Em dezembro, completam-se 40 anos do falecimento da escritora brasileira e da publicação de uma de suas principais obras
Por que ler Clarice Lispector?
Quando o assunto é a escritora, o que não faltam são leitores apaixonados para falar da sua obra. A estudante de jornalismo Heloísa Iaconis é exemplo disso. Ela conta que admira muitas escritoras, cantoras e artistas do cenário cultural brasileiro. Mas Clarice, é certo, está entre as autoras preferidas. A paixão vem de cedo. Heloísa conheceu a escritora com 11 anos, quando estava na quinta série e leu A hora da estrela, uma das principais obras da autora.
"Eu leio Clarice porque, através dos textos dela, das histórias que ela criou, eu consigo manter viva a minha inquietude, que acho que é um pilar essencial da vida. Através das palavras dela, eu consigo deixar que pulse a minha capacidade de me indignar diante de muitas coisas, sejam sociais, políticas, de espírito ou psicológicas", conta.
Em dezembro de 2017, completam-se 40 anos da morte de Clarice e, também, da publicação de A hora da estrela. Ela nasceu na Ucrânia em 1920, época da Revolução Bolchevique, mas naturalizou-se brasileira. Para fugir da perseguição aos judeus, sua família se mudou para Recife ainda em seus primeiros anos. Escritora e jornalista, escreveu contos, romances, crônicas e obras infantis.
Mas, há quem acredite que ler Clarice não é uma tarefa fácil. Para a professora e doutora em literatura pela Unicamp Emília Amaral, grande parte disso se deve ao fato de a escritora desafiar o seu leitor.
"A dificuldade em ler Clarice vem da nossa dificuldade em pegar um romance, ou um livro de contos, e não achar logo o enredo. O traço estilístico básico de um romance é que ele vai contar uma história, e o leitor pega o romance esperando essa história. O estilo de Clarice é nos aquecer junto com ela para entrar na história. A gente entra com ela em um processo de metalinguagem de ir parindo a história, e o leitor faz parte disso", explica a professora.

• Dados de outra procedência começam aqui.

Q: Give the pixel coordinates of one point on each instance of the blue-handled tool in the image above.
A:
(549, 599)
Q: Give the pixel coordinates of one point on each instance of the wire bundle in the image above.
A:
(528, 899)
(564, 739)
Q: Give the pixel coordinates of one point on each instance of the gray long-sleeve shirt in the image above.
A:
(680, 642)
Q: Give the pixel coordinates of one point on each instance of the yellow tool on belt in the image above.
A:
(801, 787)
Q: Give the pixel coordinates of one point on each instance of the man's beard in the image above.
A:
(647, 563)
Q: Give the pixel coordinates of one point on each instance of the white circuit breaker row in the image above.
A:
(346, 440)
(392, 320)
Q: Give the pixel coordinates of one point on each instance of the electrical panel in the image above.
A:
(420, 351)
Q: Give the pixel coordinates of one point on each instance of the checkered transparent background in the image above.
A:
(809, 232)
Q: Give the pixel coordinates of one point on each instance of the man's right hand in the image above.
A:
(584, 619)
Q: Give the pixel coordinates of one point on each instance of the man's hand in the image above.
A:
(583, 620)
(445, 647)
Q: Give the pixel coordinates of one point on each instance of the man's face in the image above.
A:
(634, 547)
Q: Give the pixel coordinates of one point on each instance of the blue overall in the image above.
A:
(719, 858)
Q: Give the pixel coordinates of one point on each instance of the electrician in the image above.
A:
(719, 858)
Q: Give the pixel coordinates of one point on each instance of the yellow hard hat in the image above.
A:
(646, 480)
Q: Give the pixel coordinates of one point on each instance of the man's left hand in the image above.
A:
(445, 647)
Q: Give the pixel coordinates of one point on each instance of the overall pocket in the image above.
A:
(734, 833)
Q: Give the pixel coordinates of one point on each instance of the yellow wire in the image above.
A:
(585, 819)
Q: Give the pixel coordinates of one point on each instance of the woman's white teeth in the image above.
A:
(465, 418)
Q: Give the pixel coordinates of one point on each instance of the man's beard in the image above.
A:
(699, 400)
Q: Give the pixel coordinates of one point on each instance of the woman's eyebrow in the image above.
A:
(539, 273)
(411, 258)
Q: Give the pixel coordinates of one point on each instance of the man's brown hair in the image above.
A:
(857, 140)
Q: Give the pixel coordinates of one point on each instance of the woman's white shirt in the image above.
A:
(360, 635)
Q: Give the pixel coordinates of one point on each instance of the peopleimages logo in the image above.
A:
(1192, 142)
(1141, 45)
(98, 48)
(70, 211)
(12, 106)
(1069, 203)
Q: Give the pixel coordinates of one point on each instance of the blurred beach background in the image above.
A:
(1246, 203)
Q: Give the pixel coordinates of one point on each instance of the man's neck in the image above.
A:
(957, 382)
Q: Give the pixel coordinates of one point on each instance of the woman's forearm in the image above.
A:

Mulher e judia em uma época na qual a participação feminina na literatura ainda era pouco discutida, Clarice foi uma escritora muito mistificada. Ainda na década de 1960, ela encontrou dificuldade para publicar seus textos. Na época, estava em evidência o chamado "realismo socialista". Autores como Graciliano Ramos e João Guimarães Rosa ganhavam palco ao falar da realidade do povo brasileiro. Mas Clarice, como conta Emília, não se encaixava nessa demanda do mercado. "Está todo mundo pensando na realidade social, na seca, no sertanejo, e a Clarice está falando de dentro da nossa alma."
Aqueles que se dão a chance de conhecer a obra da escritora terão experiências diferentes das que têm com qualquer outro autor, explica a professora. "Ler Clarice, como ler qualquer boa literatura, é transformar a vida. É poder viver a partir da nossa vidinha única muitas outras vidas e descobrir muitas outras coisas que nos ampliam a humanidade. Ler Clarice, particularmente, é se conhecer melhor. É pagar o ingresso de ir mais fundo, de deixar de lado a superficialidade do cotidiano e tentar ir mais fundo naquilo que nós somos, queremos, dos nossos sonhos, contradições etc."
Para aqueles que ainda não entraram no mundo clariciano, a professora deixa uma dica: "Sugiro um livro de contos, especialmente Felicidade Clandestina e também Laços de Família, que são contos com enredos leves, curtos e absolutamente adoráveis. Você não consegue parar."
Emília escreveu, recentemente, a obra Para amar Clarice. O livro traz uma análise das obras da escritora, na tentativa de desmistificar suas histórias para que todos possam ser capazes de entender seus personagens. Uma boa chamada para aqueles já leem a autora e os que querem dar uma chance para conhecê-la.